Alternatively, any of the control modules 200, 300, 600, 630, 650,
1030, 1030a-c, 1130, 1200, 1400 may be used with any of the
underreamer 100, casing cutter 1000, or section mill 1100.
Alternatively, the section mill may be used in an underreaming
operation or vice versa. Alternatively, any of the sensors or
electronics of the telemetry sub 400 may be incorporated into any
of the control modules 300, 600, 630, 650, 1030, 1030a-c, 1130 and
the telemetry sub 400 may be omitted.
Additionally, as with the underreamer, two section mills may be
connected. The primary section mill may be extended to mill a
section of casing/liner. Once the arms of the primary mill become
worn, the backup mill may be extended by sending an instruction
signal, thereby commanding retraction of the primary mill and
extension of the backup mill. The milling operation may then
continue without having to remove the primary mill to the surface
for repair. Alternatively, two casing cutters 1000 may be deployed
in a similar fashion. Alternatively, also as with the underreamer,
a stabilizer or adjustable stabilizer may be used with the casing
cutter or section mill or with two casing cutters or section
mills.
In another alternative (not shown), any of the electric control
modules 300, 600, 630, 650, 1030, 1030a-c, 1130 may include an
override connection in the event that the telemetry sub 400 and/or
controllers of the control modules fail. An actuator may then be
deployed from the surface to the control module through the drill
string using wireline or slickline. The actuator may include a
mating coupling. The actuator may further include a battery and
controller if deployed using slickline. The override connection may
be a contact or hard-wire connection, such as a wet-connection, or
a wireless connection, such as an inductive coupling.
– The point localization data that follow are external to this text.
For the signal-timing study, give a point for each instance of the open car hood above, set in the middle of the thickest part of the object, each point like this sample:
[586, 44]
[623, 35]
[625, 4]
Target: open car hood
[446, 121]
The override
connection may be in direct communication with the control module
actuator, e.g., the solenoid valve, so that transfer of electricity
via the override connection will operate the control module
actuator.
In another alternative (not shown), any of the electric control
modules 300, 600, 630, 650, 1030, 1030a-c, 1130 may be deployed
without the electronics package and without the telemetry sub and
include the override connection, discussed above. The wireline or
slickline actuator may then be deployed each time it is desired to
operate the control module.
Additionally, the telemetry sub 400 or any of the sensors or
electronics thereof may be used with the motor actuator, the jar
actuator, the vibrating jar actuator, the overshot actuator, or the
disconnect actuator disclosed and illustrated in the '077
application.
While the foregoing is directed to embodiments of the present
invention, other and further embodiments of the invention may be
devised without departing from the basic scope thereof, and the
scope thereof is determined by the claims that follow.